The men turn out to be FBI agents. One of them goes into this story that a woman on a concession line early in Game 2 at Riverfront Stadium stood behind this man who was saying to no one in particular, “If that guy on Oakland hits another homer, I’m gonna put a bullet in his head as he rounds third base.” A couple of people around him laughed it off, but this one woman went to an usher who grabbed security and a police officer. They found the guy, got him out of the line and sure enough he had a .22 in one pocket (loaded, too) and bottle of bourbon in the other. They kept all this commotion away from me until the game was over. From that point on, I was battery mates with the FBI for the rest of the series. I had to travel with the FBI – I didn’t even get to go with the team anymore. Riding in unmarked, bullet-proof cars, I’m not gonna lie, it was kind of cool. They just followed me all over. Leaving ballparks from exits unknown to the general public. 24-hour surveillance. FBI agents guarding my hotel room door. Treating me like a rock star, but it was too much, I’m just trying to win a world series and some lunatic was out there wanting to pop a cap in me. Yeah sure, they caught the guy, but they still went through precautionary measures. Who knows if he was working with someone else. Sounds crazy, but you never know. Funny ending to this story. 10 years later, I’m with the Cardinals, going back to the series in ’82 against the Milwaukee Brewers, guess who I get a letter from? “Mr. Tenace, I’m so sorry what I put you through. It was a bad time in my life. In and out of jail, broke. Please forgive me.” How about that? He was apologizing. Fine, I guess, but I couldn’t believe, 10 years later, this guy’s still got me on his mind? Are you kidding me?

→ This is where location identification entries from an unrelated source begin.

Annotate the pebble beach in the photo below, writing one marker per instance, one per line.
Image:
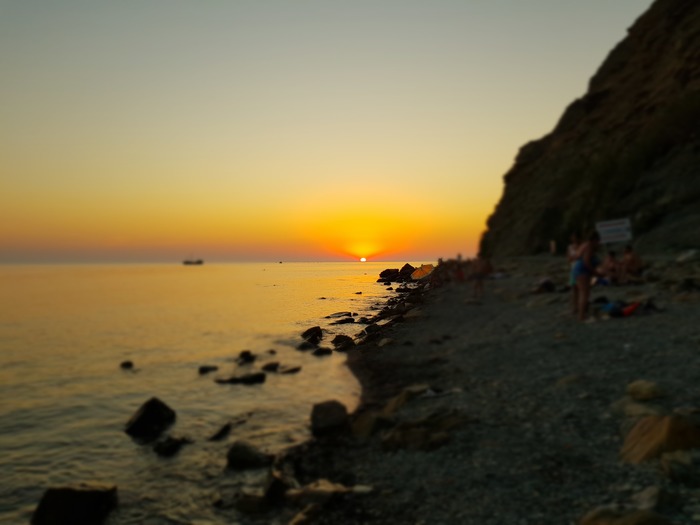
(509, 410)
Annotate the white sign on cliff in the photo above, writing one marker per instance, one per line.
(619, 230)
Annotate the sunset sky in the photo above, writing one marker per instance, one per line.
(265, 130)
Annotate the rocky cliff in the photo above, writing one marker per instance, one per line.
(630, 147)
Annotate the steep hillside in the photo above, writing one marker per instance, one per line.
(630, 147)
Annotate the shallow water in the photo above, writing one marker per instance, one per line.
(64, 400)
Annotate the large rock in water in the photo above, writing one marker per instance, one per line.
(149, 421)
(243, 455)
(328, 418)
(75, 505)
(628, 148)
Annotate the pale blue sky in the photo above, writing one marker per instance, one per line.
(207, 113)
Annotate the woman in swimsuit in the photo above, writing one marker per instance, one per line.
(583, 270)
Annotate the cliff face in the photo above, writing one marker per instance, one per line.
(630, 147)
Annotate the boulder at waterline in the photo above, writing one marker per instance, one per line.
(342, 342)
(221, 433)
(170, 446)
(328, 418)
(246, 379)
(150, 420)
(313, 335)
(83, 504)
(245, 357)
(271, 367)
(243, 455)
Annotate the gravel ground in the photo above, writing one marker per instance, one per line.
(538, 438)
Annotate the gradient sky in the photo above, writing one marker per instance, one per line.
(153, 130)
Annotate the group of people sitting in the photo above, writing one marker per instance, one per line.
(628, 269)
(587, 270)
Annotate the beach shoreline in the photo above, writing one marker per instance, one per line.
(520, 406)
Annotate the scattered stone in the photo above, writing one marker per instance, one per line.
(242, 456)
(150, 420)
(329, 418)
(313, 335)
(271, 367)
(170, 446)
(642, 390)
(245, 357)
(318, 492)
(343, 342)
(655, 435)
(246, 379)
(83, 504)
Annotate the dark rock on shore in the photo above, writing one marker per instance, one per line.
(313, 335)
(170, 446)
(343, 342)
(245, 357)
(271, 367)
(329, 418)
(243, 455)
(150, 420)
(84, 504)
(246, 379)
(345, 320)
(394, 275)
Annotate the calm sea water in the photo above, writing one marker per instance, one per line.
(64, 400)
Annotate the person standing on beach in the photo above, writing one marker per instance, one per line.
(571, 256)
(583, 271)
(481, 268)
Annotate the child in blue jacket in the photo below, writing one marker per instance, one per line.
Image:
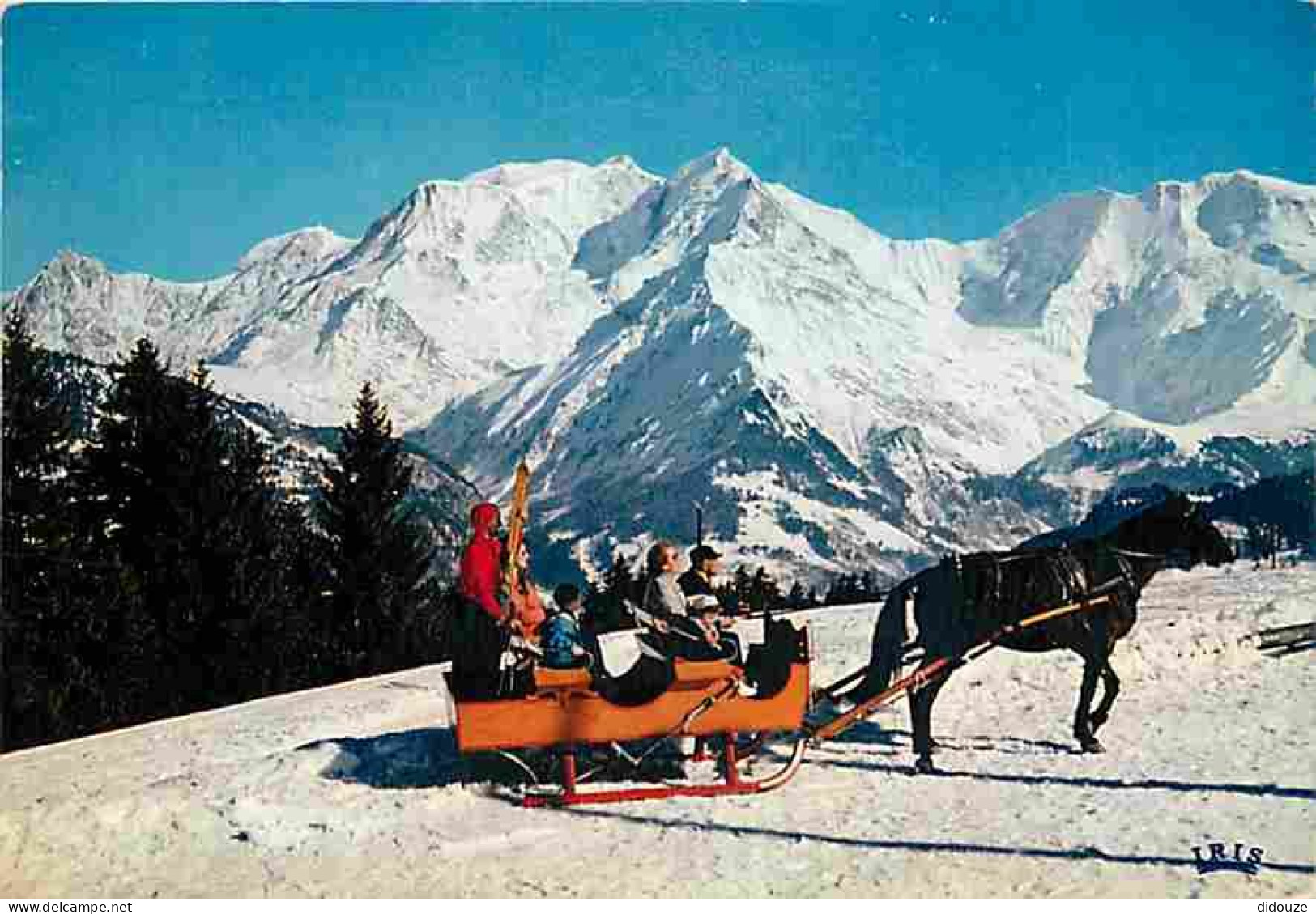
(560, 638)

We ended winning (game 7) 3-2. I was named the MVP of the series. NBC broadcast the games and their owner, RCA sent me this enormous home unit entertainment center as part of my award. When the delivery men carrying this thing got to my house, man, this sucker was so big it took like four guys to carry the thing off the truck. Had to get the neighbors to come over and help me get it in the house. We open it in my den and sure enough it had a nice, big television screen and eight-track tape player in it, too. Got to hear my Elvis and Frank Sinatra music in stereo. Lots of Country & Western also played on that hifi for many years.
That night in the offseason, my wife went to sleep early and I tucked in the kids in bed. Everyone was excited about the new piece of cool furniture. I was excited about finally having some peace and quiet at last.
I cracked open a beer, sat back on my recliner and enjoyed my new hifi, just the three of us. Elvis, The King. Frank, The Chairman. Most importantly, the memory of my 1972 Oakland A’s teammates.